What Comedians Can Teach Us About Ministry There’s a principle in improvisational comedy called “Yes… and.” The gist is that when someone offers an idea or direction during the game or skit, the other actors should respond with “yes… and” instead of “no” or “but.” By immediately accepting the idea and not shooting it down the energy and action of the game is maintained instead of screeching to a stop:

(NB: The idea isn’t to actually say “yes… and”; it speaks more to a mindset than a scripted line.)

Beyond comedy, this is also a good principle for ministry.

When people come to register at a parish or to ask for a sacrament, they come to us in the midst of their lives: dealing with wounds, asking questions, and searching for the meaning and community that will bring them fulfillment. This process is ongoing. More often than not they have not reached the end of their spiritual journey, ready to “cast down their nets” and embrace the life of Christian discipleship. As a result, they may balk when encouraged to take the next few steps to become engaged in religious education, preparation for marriage, or turn away from some abiding sin.

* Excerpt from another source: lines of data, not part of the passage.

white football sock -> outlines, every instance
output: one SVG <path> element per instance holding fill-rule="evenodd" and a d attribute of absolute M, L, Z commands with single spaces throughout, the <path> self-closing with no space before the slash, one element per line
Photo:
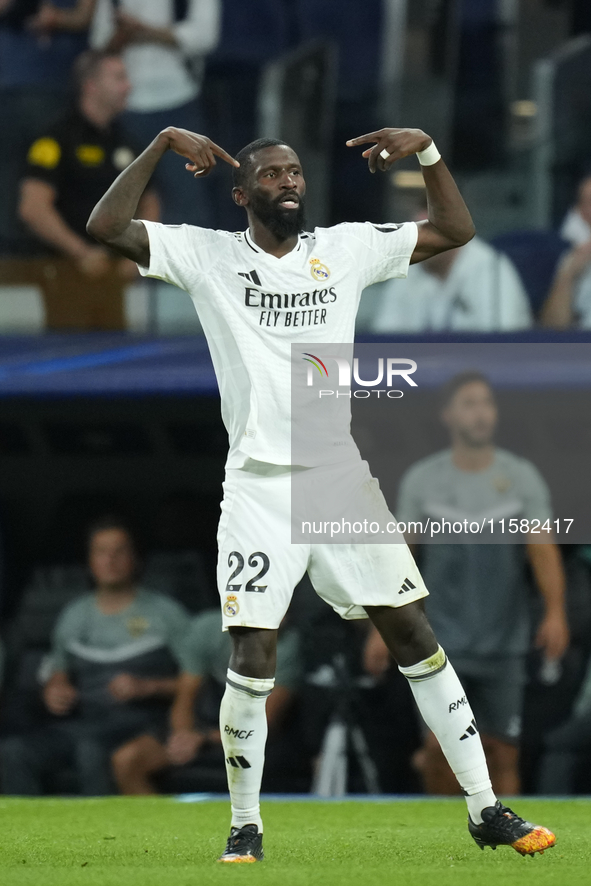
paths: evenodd
<path fill-rule="evenodd" d="M 439 647 L 435 655 L 409 668 L 404 674 L 417 707 L 460 783 L 470 818 L 482 821 L 481 811 L 494 806 L 494 795 L 482 742 L 474 714 L 456 672 Z"/>
<path fill-rule="evenodd" d="M 256 680 L 228 670 L 220 705 L 220 733 L 232 802 L 232 827 L 256 824 L 263 831 L 260 791 L 265 763 L 265 705 L 274 679 Z"/>

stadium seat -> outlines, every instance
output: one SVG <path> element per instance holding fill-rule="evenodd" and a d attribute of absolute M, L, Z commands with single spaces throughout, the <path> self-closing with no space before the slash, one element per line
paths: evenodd
<path fill-rule="evenodd" d="M 340 99 L 363 100 L 375 94 L 383 40 L 382 5 L 380 0 L 341 0 L 335 15 L 332 0 L 296 0 L 294 4 L 302 41 L 320 37 L 334 40 L 339 48 Z"/>
<path fill-rule="evenodd" d="M 287 48 L 286 10 L 276 0 L 223 0 L 221 36 L 208 65 L 262 65 Z"/>
<path fill-rule="evenodd" d="M 534 316 L 538 316 L 550 290 L 558 260 L 569 248 L 554 231 L 510 231 L 491 245 L 511 259 L 525 287 Z"/>
<path fill-rule="evenodd" d="M 23 591 L 11 635 L 21 648 L 48 649 L 51 631 L 64 606 L 89 590 L 84 566 L 36 569 Z"/>
<path fill-rule="evenodd" d="M 45 308 L 36 286 L 0 286 L 0 331 L 38 333 L 45 328 Z"/>

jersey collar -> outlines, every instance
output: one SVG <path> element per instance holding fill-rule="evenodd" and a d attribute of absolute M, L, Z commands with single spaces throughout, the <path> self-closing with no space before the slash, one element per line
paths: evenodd
<path fill-rule="evenodd" d="M 254 252 L 257 252 L 259 255 L 267 255 L 269 258 L 274 258 L 276 261 L 283 261 L 284 258 L 290 258 L 290 256 L 296 255 L 296 253 L 300 252 L 302 249 L 302 235 L 301 234 L 298 234 L 298 242 L 296 243 L 294 248 L 290 252 L 286 253 L 285 255 L 282 255 L 281 258 L 278 258 L 276 255 L 271 255 L 270 252 L 265 252 L 264 249 L 261 249 L 260 246 L 257 246 L 256 243 L 254 242 L 254 239 L 252 238 L 252 236 L 250 234 L 249 228 L 247 228 L 246 231 L 244 232 L 244 240 L 246 242 L 246 245 L 250 246 L 250 248 Z"/>

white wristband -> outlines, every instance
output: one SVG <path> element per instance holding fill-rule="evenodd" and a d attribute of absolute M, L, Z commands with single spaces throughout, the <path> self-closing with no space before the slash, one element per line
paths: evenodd
<path fill-rule="evenodd" d="M 421 166 L 433 166 L 438 160 L 441 160 L 441 154 L 435 147 L 435 142 L 431 142 L 424 151 L 417 151 L 417 157 Z"/>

For example, many couples today come to parishes already cohabitating. This is obviously far from the ideal. Church teaching and sociological studies show that marriages are more likely to succeed if couple live apart until their vows are completed. However, many couples in this situation encounter the blunt message that “until you separate we cannot proceed with marriage preparation.” Many no doubt turn away and simply procure a civil marriage in place of the sacrament.

Adapting the “yes… and” mindset, a pastor or marriage preparation coordinator might instead say:

“Welcome! We are so glad you have come to the Church to celebrate this sacred occasion! However, we note that you are both currently living together. In order to best prepare for your wedding and marriage, we would ask you to consider living apart for the next six months until the wedding. Think of this time as a retreat as you prepare to make your vows. And we would like to help you do this. In fact, we have a couple in our parish who have a spare bedroom that they have offered to anyone preparing for marriage, rent free, so that you can make the most of this time of preparation.”

Adopting the “yes… and” mindset helps to open doors to evangelization by acknowledging the reality of people’s lives while also pointing towards further healing, deeper relationships, and growing faith.

How could you adopt the “yes… and” mindset in your ministry?